И вдруг этим людям, мирно прожившим почти половину отпущенного, думавшим все время, что их маленькие радости и ссоры, их нужда и близость друг к другу, их ежедневное общение со знакомыми и соседями, их заботы и огорчения - это и есть сама жизнь, стало ясно, что они не знали жизни и не подозревали, каким страшным может быть выбор правильного поступка, правильной судьбы, которая вольна поднять или искалечить, обласкать или растоптать. И точно маленькие дети, остановившиеся на пороге темной комнаты и не решающиеся войти в нее, доверчиво идут на зов взрослого человека, Карапет и Айкануш проникались доверием к властному, спокойному, сильному голосу Аллахверди. Он говорил о человеке, он говорил о его незапятнанной чести и достоинстве, он предсказывал тот день, когда с гор потечет огненная лавина народной мести и в ее огне сгорят и растают все, кто не достоин носить имени человека. Аллахверди не убеждал, не спорил, не утешал, не угрожал, он, словно маленьким детям, рассказывал сказку о прекрасном царстве, путь к которому проходит через лишения и страдания, но лучше этого пути нет и никогда не было.
- Что вы от нас хотите? - спросил с мольбой Карапет.
- Одного, - ответил Аллахверди. - Уезжайте.
- Довольно, - взорвалась Айкануш, - Или наш гость считает нас за виноградных улиток, которые способны только покрывать слизью сладкие гроздья? Или мы трусливые твари, которые не знают, что такое помочь людям, попавшим в беду? Никуда я не уеду.
- Мы погибнем, - сказал совсем поникшим голосом Карапет*- Мы уже погибли.
- Очень хорошо. Земным червям не место на земле. А до сих пор мы жили именно так! Что же, - подмигнула она Томасу, - Карапет пусть поступает как знает, а мы сейчас отпразднуем наше знакомство.
- Неплохо для начала, - засмеялся Томас. - У гачагов появилось еще два воина. И каких!

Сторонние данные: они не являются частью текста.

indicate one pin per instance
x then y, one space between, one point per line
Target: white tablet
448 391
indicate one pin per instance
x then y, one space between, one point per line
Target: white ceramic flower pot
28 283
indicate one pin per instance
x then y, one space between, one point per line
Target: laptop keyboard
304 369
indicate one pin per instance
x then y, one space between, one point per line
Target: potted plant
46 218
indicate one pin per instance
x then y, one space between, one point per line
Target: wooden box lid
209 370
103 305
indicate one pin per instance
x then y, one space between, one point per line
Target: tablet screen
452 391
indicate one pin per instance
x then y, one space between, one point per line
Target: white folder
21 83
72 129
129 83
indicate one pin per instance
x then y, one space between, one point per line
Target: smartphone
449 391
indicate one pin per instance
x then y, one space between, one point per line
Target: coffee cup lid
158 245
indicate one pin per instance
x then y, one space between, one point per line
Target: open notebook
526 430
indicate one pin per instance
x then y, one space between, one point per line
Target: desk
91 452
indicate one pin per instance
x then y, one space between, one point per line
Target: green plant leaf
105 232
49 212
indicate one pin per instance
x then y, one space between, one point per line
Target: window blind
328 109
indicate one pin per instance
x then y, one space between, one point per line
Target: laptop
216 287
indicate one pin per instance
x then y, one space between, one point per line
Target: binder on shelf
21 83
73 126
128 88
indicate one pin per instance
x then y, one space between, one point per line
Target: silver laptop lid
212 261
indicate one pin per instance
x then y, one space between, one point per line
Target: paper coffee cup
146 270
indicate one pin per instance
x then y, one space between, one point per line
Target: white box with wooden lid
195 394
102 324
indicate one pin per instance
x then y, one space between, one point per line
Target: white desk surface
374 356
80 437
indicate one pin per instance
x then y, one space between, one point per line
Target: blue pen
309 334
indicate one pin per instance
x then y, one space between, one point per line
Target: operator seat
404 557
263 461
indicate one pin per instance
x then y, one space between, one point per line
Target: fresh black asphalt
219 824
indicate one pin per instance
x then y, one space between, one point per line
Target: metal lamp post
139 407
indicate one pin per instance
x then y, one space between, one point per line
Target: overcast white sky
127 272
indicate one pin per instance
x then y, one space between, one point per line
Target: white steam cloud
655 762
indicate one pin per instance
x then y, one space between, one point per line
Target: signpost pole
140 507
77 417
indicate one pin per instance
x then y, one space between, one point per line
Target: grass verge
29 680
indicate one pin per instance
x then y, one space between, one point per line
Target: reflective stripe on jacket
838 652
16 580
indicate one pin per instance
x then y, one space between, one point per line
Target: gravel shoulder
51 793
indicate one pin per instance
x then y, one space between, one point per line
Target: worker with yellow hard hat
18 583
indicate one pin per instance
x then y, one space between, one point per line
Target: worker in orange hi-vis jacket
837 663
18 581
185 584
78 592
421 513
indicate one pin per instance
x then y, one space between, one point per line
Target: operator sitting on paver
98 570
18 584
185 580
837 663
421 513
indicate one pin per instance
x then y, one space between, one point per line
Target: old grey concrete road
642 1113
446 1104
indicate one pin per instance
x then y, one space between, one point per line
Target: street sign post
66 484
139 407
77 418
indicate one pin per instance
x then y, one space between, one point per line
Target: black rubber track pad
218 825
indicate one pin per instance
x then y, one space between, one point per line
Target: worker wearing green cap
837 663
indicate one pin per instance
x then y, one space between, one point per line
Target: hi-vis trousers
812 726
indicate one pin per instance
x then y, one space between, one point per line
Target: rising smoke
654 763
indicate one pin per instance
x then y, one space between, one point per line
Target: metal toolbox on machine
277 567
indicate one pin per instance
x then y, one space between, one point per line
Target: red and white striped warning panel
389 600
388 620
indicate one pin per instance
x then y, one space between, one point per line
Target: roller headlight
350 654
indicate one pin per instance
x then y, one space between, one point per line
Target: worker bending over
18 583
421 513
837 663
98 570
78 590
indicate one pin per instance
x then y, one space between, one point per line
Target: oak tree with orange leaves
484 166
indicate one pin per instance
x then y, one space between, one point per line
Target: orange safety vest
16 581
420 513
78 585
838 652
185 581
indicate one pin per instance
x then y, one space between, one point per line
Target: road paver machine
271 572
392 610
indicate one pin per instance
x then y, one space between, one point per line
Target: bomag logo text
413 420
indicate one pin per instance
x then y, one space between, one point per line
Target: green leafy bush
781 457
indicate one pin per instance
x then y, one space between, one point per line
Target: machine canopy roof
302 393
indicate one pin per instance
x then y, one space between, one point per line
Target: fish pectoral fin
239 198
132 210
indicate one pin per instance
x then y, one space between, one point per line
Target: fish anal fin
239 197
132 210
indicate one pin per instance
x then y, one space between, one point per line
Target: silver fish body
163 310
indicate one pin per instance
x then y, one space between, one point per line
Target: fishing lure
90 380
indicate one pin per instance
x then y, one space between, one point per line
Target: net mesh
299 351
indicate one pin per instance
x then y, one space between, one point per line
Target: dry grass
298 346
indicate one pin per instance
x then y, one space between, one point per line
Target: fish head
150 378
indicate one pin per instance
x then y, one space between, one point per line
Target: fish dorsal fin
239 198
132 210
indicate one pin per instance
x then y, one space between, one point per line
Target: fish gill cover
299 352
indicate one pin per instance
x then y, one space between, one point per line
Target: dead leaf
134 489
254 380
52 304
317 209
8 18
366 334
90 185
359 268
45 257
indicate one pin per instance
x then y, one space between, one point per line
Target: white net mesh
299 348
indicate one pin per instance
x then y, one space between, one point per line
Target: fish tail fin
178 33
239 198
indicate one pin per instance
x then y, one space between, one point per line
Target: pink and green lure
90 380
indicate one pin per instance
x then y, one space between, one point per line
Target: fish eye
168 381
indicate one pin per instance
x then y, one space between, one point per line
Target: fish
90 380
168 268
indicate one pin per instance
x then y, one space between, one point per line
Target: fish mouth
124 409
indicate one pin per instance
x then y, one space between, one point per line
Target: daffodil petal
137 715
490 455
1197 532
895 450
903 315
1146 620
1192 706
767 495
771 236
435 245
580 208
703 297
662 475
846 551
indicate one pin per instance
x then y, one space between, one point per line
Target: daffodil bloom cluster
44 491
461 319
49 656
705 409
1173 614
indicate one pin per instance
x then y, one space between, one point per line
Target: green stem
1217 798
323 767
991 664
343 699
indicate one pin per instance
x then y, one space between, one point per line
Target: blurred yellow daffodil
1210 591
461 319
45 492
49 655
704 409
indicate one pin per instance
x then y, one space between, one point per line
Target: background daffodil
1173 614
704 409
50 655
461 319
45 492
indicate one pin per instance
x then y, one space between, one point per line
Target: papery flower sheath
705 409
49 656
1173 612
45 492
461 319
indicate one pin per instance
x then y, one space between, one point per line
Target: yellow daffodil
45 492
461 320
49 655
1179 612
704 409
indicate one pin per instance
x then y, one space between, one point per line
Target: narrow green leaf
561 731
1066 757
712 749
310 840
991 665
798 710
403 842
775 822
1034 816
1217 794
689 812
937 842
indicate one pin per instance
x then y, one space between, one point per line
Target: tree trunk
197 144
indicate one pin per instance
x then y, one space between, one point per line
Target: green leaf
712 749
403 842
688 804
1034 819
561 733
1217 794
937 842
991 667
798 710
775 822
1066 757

И он стал откупоривать бутылку с чачей, которую раскрасневшаяся у очага Айкануш поставила перед ним.
Глава одиннадцатая
Нужен ли был ему такой пышный выезд, губернатор Гянджи не знал и не хотел знать, целиком положившись на мудрость жены и божью волю. С утра Клавдия его растормошила, заставила надеть парадный мундир, сама приколола к нему боевые ордена генерала и, обойдя вокруг мужа, словно построила дом и любуется им, сказала:
- Вы прелесть, генерал!
Генерал отозвался улыбкой больного и раньше времени повзрослевшего ребенка. За последние дни он передумал столько, сколько не думал за всю предыдущую жизнь; черты его лица утончились, во взгляде появилась задумчивость. Никто бы сейчас не сказал, что это сановник, некогда первый в охоте, первый в застолье, первый во флирте с женщинами.
- Ну, с богом,- сказала Клавдия.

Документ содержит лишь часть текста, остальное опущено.